Given that teams have only remained over the tax that long seven times since the luxury tax was introduced in 2005, according to NBA TV, the issue wasn't one of substantial concern Thursday, according to sources in the negotiating room.
However, some new issues came to the forefront that concerned the players' negotiators when it became clear that the league's proposal would restrict teams from using a full mid-level exception -- four-year deals starting at $5 million -- if the signing itself pushed the team over the tax. Union negotiators want the mid-level restriction to kick in only if the team already is above the tax line before it uses the exception. The league's version is the one that is in the current proposal, according to a person who has seen it.

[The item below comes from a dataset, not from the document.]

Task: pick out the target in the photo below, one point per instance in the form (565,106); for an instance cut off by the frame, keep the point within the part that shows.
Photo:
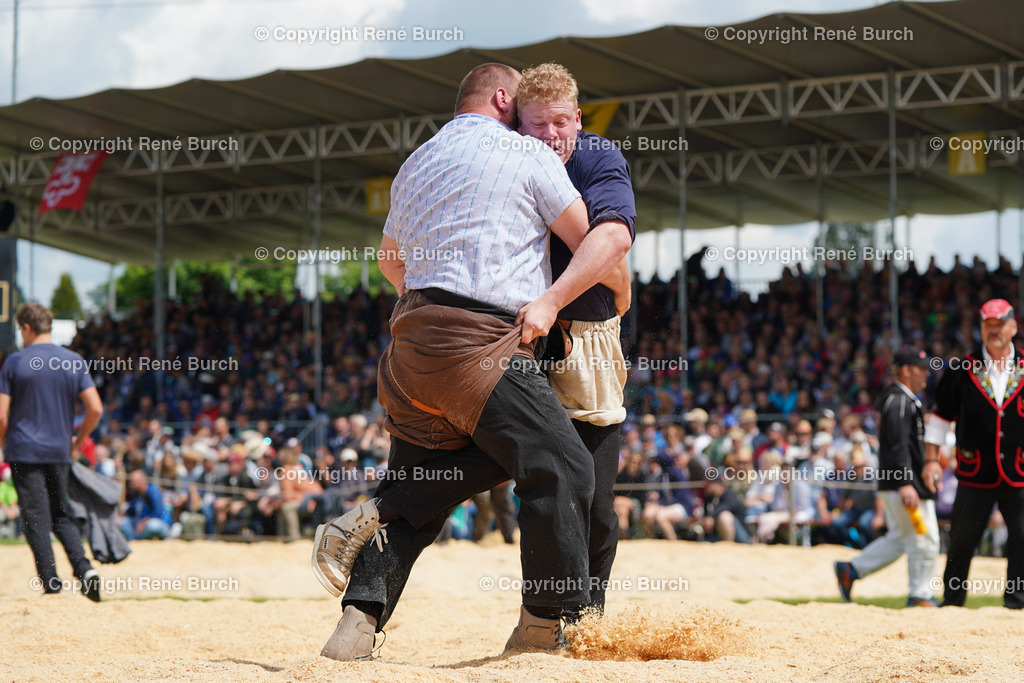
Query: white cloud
(219,42)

Nonetheless, Stern characterized the league's movement -- with the backing of labor relations committee chairman Peter Holt and the full committee, which was consulted via phone Thursday night -- as "several well-intentioned efforts to move to them on a variety of concerns."
But it is clear that chaos would ensue, not to mention catastrophic economic damage to both owners and players, if the proposal is rejected. As a result, Stern and Silver will have to consider whether their owners pushed too hard and tried to extract too thorough a victory -- one that would quickly be transformed into a loss for all sides if the deal is not one that can be sold to the players and agents who already are prepared to blow up the union.

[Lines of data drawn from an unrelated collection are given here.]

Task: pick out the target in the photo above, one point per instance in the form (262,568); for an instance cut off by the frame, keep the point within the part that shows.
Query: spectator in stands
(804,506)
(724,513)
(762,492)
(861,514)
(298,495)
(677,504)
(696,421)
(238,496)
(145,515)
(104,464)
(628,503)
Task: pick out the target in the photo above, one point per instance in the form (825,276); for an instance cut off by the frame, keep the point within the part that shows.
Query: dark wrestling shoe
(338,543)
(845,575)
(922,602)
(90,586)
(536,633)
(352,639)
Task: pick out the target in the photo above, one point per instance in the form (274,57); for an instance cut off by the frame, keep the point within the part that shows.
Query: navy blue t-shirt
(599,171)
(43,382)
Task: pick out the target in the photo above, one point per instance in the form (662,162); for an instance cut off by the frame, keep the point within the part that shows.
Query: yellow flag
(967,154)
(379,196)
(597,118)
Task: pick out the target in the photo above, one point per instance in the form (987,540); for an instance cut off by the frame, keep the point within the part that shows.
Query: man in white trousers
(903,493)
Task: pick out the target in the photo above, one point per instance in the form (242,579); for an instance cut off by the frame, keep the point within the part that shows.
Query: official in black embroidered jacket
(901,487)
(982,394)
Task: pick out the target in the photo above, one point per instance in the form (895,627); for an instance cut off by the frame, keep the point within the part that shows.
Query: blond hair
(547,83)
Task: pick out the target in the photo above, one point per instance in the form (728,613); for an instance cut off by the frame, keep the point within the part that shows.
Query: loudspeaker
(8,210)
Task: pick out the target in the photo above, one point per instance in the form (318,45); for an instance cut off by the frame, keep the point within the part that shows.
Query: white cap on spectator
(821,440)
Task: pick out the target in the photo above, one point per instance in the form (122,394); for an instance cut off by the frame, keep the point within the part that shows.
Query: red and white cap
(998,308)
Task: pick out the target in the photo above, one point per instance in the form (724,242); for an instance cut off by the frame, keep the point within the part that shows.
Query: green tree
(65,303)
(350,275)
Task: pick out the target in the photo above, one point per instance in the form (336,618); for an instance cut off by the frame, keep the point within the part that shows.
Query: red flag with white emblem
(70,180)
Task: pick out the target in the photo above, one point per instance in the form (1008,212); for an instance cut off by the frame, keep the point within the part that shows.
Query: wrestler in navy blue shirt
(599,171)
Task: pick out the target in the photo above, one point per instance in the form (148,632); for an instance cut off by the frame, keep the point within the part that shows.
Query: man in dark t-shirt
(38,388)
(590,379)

"We moved as far as we could move," Stern said.
Despite the losses incurred by the players, not the least of which is an average $300 million-a-year giveback that absolves all the losses the league said it was suffering, the union did preserve several system provisions that would evaporate if the league reverted to its 47 percent proposal next week. Among the most important items, the union fought off the league's attempt to impose a hard team salary cap and maintained the structure of max contracts. And although the players would give back $3 billion over 10 years, with a conservative estimate of 4.5 percent annual revenue growth, player salaries would grow to nearly $3 billion by the 10th year of the deal.
And while salaries and benefits would stay flat at approximately $2.17 billion for the first two years of the deal, that provision would allow the league to keep the salary cap ($58 million) and luxury-tax level ($70 million) unchanged until adjustments for the new system would take hold in the third year.

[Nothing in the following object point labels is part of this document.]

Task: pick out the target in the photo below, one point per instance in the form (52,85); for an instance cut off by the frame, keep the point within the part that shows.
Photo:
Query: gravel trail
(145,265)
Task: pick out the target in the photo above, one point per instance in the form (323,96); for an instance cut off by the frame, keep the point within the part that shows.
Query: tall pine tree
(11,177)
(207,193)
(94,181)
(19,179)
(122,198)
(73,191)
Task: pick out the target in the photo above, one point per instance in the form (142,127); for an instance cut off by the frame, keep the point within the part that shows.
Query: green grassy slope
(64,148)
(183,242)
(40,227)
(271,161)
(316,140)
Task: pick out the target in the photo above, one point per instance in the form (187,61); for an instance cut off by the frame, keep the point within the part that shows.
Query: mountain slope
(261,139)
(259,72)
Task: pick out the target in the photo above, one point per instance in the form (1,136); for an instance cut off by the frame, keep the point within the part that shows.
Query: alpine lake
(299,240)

"It’s not the greatest proposal in the world ... but I have an obligation to at least present it to our membership," Hunter said. "And so that’s what we’re going to do. We’ve got members of our executive board standing behind us, and they all agreed that we needed to sit down and discuss it with all of the reps and collectively decide what it is we should do."
Even if the players agree to the framework of the deal, Hunter said there are at least 30-40 so-called B-list issues that need to be resolved -- among them, the age limit, drug testing, player disciplinary measures and work rules such as practice schedules and days off. In addition, some players and agents will resist the notion of player salaries this season being prorated to 72/82nds based on a reduced schedule that resulted from the owners imposing a lockout -- especially since the big revenue generators like Christmas Day games, All-Star weekend and playoffs will be preserved.